I was thinking of this today, as I did my "bridgeblogging" and some translation from Spanish. So went to look up the exact quote. It's from Revolutionary Letter #31 by Diane Di Prima.
better we should all have homemade flutes
and practice excruciatingly upon them, one hundred years
till we learn to
make our own music
(In contrast to children in Bengal spending their lives in factories not singing because singing is for export, for Folkways records.)
I do try to "practice excruciatingly" - thus my blogs and poetry. I understand what Di Prima is saying - it is the "Are my hands clean?" of Sweet Honey in the Rock's song - and the answer is no. I wonder if Di Prima listens to Folkways records. It is a poem worth thinking about, even if you don't live by it, as I am not.

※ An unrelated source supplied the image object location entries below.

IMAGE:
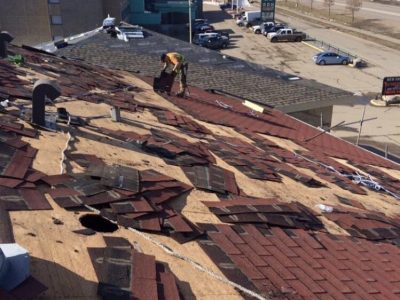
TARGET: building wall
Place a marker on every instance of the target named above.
(115, 8)
(77, 16)
(164, 12)
(27, 20)
(32, 22)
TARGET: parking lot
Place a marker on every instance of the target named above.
(294, 58)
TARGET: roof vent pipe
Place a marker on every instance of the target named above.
(5, 38)
(41, 90)
(14, 266)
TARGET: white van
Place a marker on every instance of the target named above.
(200, 38)
(248, 17)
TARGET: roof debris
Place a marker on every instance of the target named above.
(266, 246)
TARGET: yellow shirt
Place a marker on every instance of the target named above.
(174, 58)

I hope that my blogging, reading and writing, have a net benefit for everyone. As a translator I do worry about this and issues of "cultural capital" and I don't really have an answer. Oh, the guilty socialist intellectuals who don't know what to do! I'm not complaining, but there it is. I wonder if it is that I believe not in Art (which di Prima's poem is against) but in Information. Well, against it when it's set against the value of human life. "not all the works of Mozart worth one human life". Instead we believe we are saving lives by our techno info hippie art - but whose? Whose lives or whose privilege?
I believe in what I do! But I remain suspicious of it and of the structures that support it.